Ekumenia - mechanizm zbliżenia
Pięćdziesiąt lat temu w tymże mokotowskim kościele opowiadano mi dużo paskudztw o protestantach i wyśmiewano prawosławnych. O ekumenizmie tak naprawdę dowiedziałem się najpierw z dokumentów soborowych. Potem wielokrotnie zdarzało mi się brać udział w nabożeństwach ekumenicznych. Były pełne wzajemnego ciepła, zawsze jednak mieliśmy poczucie czegoś absolutnie wyjątkowego i skłaniającego do dyskrecji. W "polskim" Kościele katolickim ekumeniści czuli się niemalże jak sekta, jakoś tolerowana, ale niewątpliwie dziwaczna. Wyśmiewania innych wyznań już na ogół nie było, ale śladów zainteresowania, solidarności czy sympatii - też nie. Dziś zresztą też jest ich niewiele.

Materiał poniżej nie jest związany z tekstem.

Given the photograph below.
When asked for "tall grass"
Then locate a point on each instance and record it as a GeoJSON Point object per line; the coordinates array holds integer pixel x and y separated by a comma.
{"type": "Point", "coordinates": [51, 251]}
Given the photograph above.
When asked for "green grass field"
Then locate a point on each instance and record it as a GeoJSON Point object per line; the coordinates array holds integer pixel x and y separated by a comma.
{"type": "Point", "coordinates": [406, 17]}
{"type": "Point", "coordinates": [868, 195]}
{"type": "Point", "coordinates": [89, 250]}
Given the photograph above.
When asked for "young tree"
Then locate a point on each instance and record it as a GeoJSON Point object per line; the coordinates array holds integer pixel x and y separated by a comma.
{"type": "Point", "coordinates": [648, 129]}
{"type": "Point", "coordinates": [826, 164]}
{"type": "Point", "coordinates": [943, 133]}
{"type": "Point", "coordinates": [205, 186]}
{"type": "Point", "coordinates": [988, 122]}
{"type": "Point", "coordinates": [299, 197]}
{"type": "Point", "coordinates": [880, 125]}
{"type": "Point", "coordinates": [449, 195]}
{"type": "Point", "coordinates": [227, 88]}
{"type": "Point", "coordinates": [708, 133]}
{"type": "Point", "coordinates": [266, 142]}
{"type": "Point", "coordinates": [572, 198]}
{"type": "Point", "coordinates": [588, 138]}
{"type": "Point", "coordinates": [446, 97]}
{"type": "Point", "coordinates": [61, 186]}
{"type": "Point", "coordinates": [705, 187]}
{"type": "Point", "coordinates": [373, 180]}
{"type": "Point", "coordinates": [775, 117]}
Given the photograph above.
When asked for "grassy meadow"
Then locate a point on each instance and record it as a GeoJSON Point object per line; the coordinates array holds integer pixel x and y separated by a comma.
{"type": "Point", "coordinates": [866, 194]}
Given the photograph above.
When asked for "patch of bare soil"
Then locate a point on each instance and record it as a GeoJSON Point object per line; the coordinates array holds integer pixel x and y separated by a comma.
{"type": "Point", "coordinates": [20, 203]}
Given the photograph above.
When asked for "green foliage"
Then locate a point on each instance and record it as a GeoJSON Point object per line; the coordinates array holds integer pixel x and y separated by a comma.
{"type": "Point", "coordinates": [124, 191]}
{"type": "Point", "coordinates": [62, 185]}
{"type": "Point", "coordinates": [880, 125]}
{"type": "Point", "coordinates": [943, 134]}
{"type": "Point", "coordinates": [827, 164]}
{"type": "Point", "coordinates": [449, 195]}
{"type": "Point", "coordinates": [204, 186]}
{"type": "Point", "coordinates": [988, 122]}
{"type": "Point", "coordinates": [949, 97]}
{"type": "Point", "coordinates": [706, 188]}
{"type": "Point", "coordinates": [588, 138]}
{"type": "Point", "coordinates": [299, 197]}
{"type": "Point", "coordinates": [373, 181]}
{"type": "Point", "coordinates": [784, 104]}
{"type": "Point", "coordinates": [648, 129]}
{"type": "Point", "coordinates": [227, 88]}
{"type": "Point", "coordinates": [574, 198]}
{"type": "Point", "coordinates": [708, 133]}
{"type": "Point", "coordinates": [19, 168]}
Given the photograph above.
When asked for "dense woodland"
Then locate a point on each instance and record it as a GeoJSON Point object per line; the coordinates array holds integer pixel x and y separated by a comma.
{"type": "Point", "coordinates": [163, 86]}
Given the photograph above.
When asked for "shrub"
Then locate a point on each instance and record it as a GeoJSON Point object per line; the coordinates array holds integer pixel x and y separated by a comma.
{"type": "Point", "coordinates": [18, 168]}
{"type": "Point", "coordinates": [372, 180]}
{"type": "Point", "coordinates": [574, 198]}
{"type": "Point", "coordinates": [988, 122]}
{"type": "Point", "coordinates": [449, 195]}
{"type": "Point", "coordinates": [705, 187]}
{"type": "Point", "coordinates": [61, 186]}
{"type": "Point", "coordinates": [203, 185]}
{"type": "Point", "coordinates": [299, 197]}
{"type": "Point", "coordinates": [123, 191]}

Coś się jednak w tym względzie zmieniło - w proporcjach postaw życzliwych i nieżyczliwych i w samej kulturze wewnątrz świeckich i księżowskich środowisk katolickich. Zachowania nieekumeniczne, złośliwości i zjadliwe uwagi na temat "braci odłączonych" (a coraz częściej mówimy raczej o "rozłączonych") przestały być modne. Środek ciężkości opinii przesunął się w kierunku ekumenii. Niedługo "sektą w łonie Kościoła" poczują się antyekumeniści. Co sympatyczne, proces ten jest znacznie bardziej zaawansowany w tych diecezjach, gdzie istnieją znaczne społeczności innych wyznań, powolniej zaś rozwija się tam, gdzie "innowierca" jest tylko pojęciem z podręcznika. Praktyka kontaktu okazuje się mechanizmem zbliżenia, nie starcia.
A unikatowa na światową skalę wspólna modlitwa przedstawicieli trzech wielkich religii - chrześcijaństwa, islamu i judaizmu - kierowana do jedynego przecież, choć różnie pojmowanego Boga, odbyła się przed miesiącem nie w którymkolwiek z najbardziej znanych z nowatorstwa krajów zachodnich, ale właśnie w "konserwatywnie katolickiej" Polsce - na tegorocznym zjeździe gnieźnieńskim... Amerykańska prasa komentowała to wydarzenie z nieukrywanym zaskoczeniem - nie pasowało jej ono do popularnego stereotypu tradycyjnego polskiego katolicyzmu.